EU Law: Northern Ireland

(asked on 2nd March 2023) - View Source

Question to the Foreign, Commonwealth & Development Office:

To ask the Secretary of State for Foreign, Commonwealth and Development Affairs, with reference to the Windsor Framework, published on 27 February 2023, CP 806, what EU requirements and rules on Excise taxes will apply to Northern Ireland under the Windsor Agreement.


Answered by
Leo Docherty Portrait
Leo Docherty
Minister of State (Ministry of Defence) (Minister for the Armed Forces)
This question was answered on 10th March 2023

The Windsor Framework secures substantive, legally binding changes, ensuring that Northern Ireland will benefit from the same VAT and alcohol taxes as apply in the rest of the United Kingdom.
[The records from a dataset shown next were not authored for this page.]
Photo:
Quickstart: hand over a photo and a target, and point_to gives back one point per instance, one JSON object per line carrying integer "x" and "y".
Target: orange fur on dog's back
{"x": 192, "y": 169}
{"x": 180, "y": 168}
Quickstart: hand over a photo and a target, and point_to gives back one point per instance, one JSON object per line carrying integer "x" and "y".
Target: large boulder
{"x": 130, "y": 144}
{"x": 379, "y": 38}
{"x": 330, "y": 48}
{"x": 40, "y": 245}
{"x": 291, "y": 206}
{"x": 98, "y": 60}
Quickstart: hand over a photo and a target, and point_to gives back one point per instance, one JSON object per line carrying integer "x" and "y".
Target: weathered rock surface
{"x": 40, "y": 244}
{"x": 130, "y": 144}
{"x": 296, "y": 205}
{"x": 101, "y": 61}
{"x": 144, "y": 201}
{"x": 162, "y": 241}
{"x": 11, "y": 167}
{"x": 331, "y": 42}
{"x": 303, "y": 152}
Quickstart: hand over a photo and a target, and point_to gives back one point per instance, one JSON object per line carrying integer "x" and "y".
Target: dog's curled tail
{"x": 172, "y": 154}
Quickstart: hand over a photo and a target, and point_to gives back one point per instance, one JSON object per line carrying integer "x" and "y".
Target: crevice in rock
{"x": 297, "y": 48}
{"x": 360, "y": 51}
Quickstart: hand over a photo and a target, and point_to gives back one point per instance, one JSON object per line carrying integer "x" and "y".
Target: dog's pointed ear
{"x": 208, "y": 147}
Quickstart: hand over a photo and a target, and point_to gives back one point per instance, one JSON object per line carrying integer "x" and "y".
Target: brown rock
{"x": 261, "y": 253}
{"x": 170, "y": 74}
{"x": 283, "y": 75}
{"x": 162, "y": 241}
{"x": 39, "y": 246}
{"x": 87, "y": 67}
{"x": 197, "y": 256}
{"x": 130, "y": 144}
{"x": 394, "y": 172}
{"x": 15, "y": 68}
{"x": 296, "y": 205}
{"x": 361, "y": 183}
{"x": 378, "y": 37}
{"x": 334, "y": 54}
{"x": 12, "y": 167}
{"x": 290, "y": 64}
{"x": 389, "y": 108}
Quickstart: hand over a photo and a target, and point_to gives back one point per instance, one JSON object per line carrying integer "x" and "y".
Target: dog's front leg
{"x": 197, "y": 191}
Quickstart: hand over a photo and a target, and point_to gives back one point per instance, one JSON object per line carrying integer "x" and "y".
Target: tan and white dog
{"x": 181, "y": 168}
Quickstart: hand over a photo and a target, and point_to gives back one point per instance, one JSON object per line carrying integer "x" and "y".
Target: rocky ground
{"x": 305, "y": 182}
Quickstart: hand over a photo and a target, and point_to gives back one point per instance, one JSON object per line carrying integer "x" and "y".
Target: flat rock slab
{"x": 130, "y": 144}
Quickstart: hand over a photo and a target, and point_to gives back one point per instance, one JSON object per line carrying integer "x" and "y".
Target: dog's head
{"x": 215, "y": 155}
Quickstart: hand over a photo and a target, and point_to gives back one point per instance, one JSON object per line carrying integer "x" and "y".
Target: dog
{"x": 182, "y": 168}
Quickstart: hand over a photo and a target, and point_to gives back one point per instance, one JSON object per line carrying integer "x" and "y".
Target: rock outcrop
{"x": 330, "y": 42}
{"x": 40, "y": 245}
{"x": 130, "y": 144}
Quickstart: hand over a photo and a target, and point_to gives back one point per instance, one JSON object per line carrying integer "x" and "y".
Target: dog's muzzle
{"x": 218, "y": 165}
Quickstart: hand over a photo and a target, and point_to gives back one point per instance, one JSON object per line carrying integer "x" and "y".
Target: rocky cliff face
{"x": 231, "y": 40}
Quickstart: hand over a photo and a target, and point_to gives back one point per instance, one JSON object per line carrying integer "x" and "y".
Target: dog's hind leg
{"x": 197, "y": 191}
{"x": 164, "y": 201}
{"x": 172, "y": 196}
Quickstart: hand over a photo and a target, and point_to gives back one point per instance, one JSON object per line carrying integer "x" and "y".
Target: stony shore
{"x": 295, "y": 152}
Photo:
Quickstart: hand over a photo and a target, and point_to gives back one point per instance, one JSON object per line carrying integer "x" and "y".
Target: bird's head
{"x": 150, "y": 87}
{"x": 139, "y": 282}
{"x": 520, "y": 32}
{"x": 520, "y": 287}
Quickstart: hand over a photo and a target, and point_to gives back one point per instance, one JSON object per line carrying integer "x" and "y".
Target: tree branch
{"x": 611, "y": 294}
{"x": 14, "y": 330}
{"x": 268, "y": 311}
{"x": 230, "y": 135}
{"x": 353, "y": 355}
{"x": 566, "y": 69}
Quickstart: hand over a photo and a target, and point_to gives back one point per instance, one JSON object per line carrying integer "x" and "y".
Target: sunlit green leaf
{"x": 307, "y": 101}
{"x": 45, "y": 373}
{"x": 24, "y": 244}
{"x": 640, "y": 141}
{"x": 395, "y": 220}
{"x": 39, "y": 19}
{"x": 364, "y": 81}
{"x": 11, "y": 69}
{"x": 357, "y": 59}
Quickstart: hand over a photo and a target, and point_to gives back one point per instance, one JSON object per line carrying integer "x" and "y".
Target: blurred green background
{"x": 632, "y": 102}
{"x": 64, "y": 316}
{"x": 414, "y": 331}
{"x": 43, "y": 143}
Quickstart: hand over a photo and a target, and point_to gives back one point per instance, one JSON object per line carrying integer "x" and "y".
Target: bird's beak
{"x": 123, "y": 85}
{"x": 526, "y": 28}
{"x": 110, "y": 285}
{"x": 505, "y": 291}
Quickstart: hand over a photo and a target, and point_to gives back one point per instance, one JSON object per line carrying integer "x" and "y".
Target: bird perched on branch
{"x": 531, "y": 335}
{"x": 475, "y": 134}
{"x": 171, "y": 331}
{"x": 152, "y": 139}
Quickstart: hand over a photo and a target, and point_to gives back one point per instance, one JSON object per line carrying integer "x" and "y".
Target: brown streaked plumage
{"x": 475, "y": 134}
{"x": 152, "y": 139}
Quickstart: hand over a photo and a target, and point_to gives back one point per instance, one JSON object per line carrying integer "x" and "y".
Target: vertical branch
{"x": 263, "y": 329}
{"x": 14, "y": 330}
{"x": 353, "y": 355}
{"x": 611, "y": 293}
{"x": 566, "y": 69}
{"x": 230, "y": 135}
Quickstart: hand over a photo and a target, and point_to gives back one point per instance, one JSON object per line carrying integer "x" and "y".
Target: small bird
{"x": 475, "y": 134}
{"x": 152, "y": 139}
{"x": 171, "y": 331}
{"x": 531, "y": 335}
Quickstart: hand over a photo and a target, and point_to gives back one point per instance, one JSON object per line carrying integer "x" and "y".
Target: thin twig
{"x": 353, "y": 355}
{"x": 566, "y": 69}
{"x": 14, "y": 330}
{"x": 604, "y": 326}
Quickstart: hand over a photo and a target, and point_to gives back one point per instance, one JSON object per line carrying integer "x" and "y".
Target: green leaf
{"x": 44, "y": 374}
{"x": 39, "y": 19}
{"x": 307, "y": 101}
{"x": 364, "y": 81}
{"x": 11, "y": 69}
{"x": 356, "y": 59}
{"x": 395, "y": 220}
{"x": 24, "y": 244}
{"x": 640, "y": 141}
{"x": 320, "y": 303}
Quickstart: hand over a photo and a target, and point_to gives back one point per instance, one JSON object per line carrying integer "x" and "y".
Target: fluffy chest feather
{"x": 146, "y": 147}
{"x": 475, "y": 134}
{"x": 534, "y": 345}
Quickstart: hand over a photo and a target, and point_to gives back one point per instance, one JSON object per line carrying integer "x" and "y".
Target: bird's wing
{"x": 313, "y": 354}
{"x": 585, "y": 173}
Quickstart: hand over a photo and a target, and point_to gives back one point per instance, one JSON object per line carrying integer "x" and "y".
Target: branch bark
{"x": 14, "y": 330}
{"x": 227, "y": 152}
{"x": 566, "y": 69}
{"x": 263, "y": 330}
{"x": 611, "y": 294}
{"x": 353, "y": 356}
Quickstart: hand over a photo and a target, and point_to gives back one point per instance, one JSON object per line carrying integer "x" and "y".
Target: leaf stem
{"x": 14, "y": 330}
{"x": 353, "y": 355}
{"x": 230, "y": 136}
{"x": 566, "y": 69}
It specifically amends the legal text of the treaty to provide these critical freedoms and to lock in flexibility for the future.

Under these arrangements, the Government will restore the integrity of the UK internal market and UK VAT and excise area:

● The Windsor Framework enables the Government to bring forward legislation to ensure that Northern Ireland will be able to apply zero rates of VAT to the installation of energy-saving materials such as heat pumps and solar panels - rectifying the disparity between Great Britain and Northern Ireland.

● It ensures that reforms to alcohol duties, due to take effect this summer, will apply right across the UK from the outset - meaning cheaper pints in pubs and a clearer set of duties overall.

● It removes the limit on the number of reduced and zero rates in Northern Ireland, ensuring parity across the United Kingdom.

● It delivers full flexibility on rates in the future, by establishing new categories that can be applied for VAT purposes where goods are connected to property or consumed in Northern Ireland.

● It protects Northern Ireland's second-hand car market into the future with a new scheme to take effect from 1 May 2023, ending two years of uncertainty for traders and consumers.

● It exempts Northern Ireland businesses from a range of bureaucratic EU rules: saving 2,000 Northern Ireland businesses from needing to register for VAT under a 2025 EU Directive; and avoiding a range of other new burdens on SMEs, and divergence with Great Britain.

● And it establishes a brand new mechanism, first proposed in the UK's 2021 Command Paper, enabling the UK and EU to look at future EU rule changes and make further legally binding changes to resolve any distortive impacts that new EU red tape could cause.